November 10, 2016
Ever heard the old saying, “that’s too good to be true?”
I hear this from prospects all the time; particularly when it comes to fixed-indexed annuities.
Since 1984, I’ve sold every financial product you can imagine, and here’s what I’ve discovered: there is no perfect financial product and there is no terrible financial product. There are only the products that are right (and wrong) for you.
And seeing as I’ve sold over 2,000 fixed-indexed annuities as well as placed millions of dollars with other financial products besides annuities, I think I can attest that sometimes, we financial advisors fall into the trap of making things sound too good to be true. And as much as I love fixed-indexed annuities, I must admit, they are not for everyone.
So, what is a fixed-indexed annuity?
First, like all annuities, it’s a contract issued by an insurance company. Its main purpose is protection of your money, while at the same time, being able to increase in value by a certain percentage with the stock market.

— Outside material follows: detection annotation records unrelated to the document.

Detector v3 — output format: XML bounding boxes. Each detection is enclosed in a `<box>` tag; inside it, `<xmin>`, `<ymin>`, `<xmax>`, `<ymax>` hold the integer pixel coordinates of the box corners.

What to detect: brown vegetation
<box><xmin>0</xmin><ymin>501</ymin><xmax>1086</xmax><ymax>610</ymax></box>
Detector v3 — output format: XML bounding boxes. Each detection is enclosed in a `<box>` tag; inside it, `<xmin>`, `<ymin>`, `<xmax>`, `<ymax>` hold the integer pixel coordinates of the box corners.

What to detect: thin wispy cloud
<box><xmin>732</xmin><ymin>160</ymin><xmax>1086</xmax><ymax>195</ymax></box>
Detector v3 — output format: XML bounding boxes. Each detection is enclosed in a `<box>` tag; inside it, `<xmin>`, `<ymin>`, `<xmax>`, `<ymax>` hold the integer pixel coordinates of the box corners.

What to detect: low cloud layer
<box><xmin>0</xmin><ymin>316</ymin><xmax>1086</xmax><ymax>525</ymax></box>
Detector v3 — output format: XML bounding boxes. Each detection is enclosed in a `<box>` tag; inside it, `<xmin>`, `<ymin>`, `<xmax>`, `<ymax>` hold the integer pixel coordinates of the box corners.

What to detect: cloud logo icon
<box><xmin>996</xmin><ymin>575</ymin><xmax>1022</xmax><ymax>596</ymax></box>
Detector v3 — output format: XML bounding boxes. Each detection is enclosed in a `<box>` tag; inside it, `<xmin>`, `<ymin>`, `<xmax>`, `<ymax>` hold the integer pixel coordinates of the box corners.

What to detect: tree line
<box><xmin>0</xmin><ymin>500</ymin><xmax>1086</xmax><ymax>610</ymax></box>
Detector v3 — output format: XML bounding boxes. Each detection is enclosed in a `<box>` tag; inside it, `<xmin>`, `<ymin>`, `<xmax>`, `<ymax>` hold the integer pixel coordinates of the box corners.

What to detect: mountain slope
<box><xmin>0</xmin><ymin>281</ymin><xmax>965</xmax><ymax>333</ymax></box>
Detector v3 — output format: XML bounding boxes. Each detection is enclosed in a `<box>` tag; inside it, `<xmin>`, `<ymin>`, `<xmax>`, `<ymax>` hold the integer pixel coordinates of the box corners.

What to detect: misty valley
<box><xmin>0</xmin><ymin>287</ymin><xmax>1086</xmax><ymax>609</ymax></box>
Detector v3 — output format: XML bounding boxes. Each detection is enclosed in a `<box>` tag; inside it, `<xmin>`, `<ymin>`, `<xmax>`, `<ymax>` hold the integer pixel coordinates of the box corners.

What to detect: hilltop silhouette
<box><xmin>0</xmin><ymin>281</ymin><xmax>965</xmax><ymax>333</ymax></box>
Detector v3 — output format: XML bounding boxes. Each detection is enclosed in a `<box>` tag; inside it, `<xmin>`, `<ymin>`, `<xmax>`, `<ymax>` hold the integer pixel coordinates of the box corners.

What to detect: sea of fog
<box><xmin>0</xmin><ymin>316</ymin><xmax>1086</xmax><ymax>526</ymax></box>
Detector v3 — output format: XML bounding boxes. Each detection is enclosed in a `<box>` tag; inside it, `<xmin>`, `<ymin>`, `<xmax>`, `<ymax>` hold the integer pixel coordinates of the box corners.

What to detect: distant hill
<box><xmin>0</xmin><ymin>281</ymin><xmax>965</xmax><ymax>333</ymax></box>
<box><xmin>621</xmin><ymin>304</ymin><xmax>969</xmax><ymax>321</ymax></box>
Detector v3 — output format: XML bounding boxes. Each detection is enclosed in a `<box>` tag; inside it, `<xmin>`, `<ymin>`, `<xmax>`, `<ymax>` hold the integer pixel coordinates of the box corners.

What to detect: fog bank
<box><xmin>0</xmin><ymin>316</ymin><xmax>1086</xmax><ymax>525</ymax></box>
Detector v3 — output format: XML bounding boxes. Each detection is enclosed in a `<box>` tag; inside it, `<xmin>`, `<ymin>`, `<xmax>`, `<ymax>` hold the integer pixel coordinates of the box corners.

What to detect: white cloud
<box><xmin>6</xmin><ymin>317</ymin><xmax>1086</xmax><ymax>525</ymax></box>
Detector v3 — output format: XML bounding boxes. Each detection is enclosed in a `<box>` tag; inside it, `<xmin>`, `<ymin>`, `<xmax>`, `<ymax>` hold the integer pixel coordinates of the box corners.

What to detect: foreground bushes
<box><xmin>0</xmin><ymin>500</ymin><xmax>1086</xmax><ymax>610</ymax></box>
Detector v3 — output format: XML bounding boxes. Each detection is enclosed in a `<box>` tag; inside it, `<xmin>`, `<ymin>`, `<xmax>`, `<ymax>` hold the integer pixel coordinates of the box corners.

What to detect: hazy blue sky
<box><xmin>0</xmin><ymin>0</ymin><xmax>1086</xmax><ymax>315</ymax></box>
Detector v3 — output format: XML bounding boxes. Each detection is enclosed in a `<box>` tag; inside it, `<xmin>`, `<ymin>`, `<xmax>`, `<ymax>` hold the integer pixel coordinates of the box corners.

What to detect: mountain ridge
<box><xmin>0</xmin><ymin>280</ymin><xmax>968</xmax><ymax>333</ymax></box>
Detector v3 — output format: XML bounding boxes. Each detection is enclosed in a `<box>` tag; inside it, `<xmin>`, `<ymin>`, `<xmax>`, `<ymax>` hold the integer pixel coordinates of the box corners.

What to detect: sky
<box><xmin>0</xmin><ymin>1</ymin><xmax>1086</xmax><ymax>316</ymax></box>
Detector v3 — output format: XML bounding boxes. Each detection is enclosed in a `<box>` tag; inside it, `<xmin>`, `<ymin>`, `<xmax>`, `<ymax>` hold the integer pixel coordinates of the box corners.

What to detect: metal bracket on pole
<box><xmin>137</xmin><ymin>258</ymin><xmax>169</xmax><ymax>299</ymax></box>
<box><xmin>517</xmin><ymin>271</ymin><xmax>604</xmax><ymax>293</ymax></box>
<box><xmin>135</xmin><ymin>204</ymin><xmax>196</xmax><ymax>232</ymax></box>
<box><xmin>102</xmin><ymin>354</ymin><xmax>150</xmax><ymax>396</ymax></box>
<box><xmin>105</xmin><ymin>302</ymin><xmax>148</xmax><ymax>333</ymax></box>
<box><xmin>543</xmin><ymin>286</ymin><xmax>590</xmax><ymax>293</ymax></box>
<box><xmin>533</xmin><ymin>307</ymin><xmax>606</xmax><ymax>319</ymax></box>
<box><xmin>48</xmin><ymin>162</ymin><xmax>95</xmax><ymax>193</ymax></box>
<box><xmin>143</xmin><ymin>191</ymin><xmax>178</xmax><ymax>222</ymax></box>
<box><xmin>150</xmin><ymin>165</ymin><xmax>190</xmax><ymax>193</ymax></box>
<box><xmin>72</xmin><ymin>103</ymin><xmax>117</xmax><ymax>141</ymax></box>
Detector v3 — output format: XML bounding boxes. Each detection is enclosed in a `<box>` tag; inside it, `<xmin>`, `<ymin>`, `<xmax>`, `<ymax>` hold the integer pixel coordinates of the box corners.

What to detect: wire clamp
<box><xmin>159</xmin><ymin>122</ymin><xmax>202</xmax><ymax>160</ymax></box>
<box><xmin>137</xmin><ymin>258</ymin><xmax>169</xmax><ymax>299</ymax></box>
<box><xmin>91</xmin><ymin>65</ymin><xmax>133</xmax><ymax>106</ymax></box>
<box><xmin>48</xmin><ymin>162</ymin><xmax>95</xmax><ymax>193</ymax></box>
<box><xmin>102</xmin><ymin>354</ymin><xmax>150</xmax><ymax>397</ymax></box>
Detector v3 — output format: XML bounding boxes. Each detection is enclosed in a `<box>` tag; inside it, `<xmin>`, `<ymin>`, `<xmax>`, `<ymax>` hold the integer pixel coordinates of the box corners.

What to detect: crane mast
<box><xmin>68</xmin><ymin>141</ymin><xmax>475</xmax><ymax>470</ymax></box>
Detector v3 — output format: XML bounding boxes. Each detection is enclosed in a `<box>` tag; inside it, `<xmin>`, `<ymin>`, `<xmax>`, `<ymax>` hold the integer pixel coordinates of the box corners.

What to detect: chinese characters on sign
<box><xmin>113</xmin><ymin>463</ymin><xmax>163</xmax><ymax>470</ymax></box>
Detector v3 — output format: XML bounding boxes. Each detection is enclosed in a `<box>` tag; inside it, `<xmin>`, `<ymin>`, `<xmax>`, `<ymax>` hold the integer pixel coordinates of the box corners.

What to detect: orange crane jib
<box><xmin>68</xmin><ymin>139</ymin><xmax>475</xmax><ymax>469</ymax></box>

What makes these products so appealing to savers is that when the market goes down (like it always, eventually does,) you cannot lose any of your principal or former gains. Also, can add riders onto these products that can provide a nice return for future Mailbox Money® – which simply means, you can enjoy a guaranteed income you can never outlive.
Now, are these products perfect? Of course not, but if you listen to some of the annuity peddlers out there, you’ll, unfortunately, only hear good things.